BDHS Seminar presented by Abhirup Datta
Department of Biostatistics
Johns Hopkins Bloomberg School of Public Health
In many scientific applications, estimates from an earlier (upstream) analysis are used as inputs for subsequent (downstream) analysis, and uncertainty in these estimates (often available as posterior samples) needs to be propagated into the downstream analysis without reverse feedback. Cutting feedback methods, also termed as cut-Bayes, achieve this by constructing a cut posterior distribution that restricts downstream to upstream information flow. As sampling from the cut posterior is generally computationally challenging, recently variational inference (VI) methods have been developed to approximate the cut posterior. However, they need two variational approximations, cannot directly use samples from the upstream analysis, and often rely on parametric variational families whose approximation quality in finite samples can be poor.

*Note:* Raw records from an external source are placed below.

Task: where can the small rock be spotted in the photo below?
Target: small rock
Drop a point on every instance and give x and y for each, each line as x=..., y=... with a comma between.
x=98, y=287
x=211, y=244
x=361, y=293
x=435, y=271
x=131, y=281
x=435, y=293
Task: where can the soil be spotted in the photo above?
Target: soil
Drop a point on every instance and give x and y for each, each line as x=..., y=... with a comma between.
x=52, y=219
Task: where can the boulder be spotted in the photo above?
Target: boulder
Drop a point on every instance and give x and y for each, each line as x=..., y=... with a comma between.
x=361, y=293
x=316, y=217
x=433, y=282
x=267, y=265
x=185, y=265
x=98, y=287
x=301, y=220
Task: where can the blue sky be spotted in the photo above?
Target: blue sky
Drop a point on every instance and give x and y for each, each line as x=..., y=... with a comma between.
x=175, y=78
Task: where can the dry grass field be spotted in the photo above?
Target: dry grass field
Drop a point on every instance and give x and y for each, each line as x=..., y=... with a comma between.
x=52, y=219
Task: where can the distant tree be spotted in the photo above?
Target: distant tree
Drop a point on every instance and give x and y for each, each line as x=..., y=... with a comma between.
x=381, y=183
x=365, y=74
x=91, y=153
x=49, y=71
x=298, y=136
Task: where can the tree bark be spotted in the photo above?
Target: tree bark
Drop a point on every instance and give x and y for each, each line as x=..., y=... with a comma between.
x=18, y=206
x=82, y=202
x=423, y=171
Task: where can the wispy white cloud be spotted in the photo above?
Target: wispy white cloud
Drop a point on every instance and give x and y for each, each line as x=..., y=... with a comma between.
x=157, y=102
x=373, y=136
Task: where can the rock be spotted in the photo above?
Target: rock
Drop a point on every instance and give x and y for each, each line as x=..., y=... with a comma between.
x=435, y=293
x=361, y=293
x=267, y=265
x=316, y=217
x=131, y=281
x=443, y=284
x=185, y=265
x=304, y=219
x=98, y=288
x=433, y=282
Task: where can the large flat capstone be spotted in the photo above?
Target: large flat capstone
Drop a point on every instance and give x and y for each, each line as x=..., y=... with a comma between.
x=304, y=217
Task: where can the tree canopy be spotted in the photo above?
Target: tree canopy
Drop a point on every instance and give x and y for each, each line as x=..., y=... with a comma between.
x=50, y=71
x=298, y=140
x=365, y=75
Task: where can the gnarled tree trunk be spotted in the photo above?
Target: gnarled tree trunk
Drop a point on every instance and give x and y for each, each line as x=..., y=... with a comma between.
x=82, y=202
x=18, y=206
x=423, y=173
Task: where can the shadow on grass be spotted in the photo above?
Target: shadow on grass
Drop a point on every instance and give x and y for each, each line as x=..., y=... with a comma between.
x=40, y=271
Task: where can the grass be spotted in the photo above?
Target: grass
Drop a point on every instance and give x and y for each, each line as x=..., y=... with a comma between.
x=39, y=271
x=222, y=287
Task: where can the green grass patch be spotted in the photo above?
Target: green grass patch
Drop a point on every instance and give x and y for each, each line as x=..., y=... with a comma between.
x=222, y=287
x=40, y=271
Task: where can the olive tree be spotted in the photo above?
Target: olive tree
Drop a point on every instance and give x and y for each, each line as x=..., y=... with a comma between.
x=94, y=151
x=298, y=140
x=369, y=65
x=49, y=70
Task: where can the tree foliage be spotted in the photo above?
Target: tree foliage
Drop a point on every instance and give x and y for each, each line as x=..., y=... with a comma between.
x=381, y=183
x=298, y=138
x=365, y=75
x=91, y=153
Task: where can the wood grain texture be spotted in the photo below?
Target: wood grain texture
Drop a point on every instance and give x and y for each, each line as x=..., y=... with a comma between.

We propose, NeVI-Cut, a provably accurate neural network-based variational inference method for cutting feedback. We directly utilize posterior samples available from the first analysis, reducing approximation errors due to a variational approximation for these parameters and circumventing the need to access the data and model used for the first analysis. Conditioning on each MCMC sample, we then use normalizing flows (neural network based generative models) to specify the conditional variational family for the downstream parameters. We estimate the conditional cut posterior by optimizing the Monte Carlo average of the Kullback-Leibler loss over all the MCMC samples. Leveraging the universal expressiveness of neural networks, we provide theoretical guarantees on the ability of NeVI-Cut to approximate any cut posterior. In the process, we provide a general result on uniform approximation of conditional distributions by flows. A triply stochastic scalable algorithm is devised to implement the method. Simulation studies and two real-world analyses illustrate how NeVI-Cut achieves significant computational and performance gains over traditional cutting feedback methods.
A seminar tea will be held at 2:45 p.m. in University Office Plaza, Room 240. All are Welcome.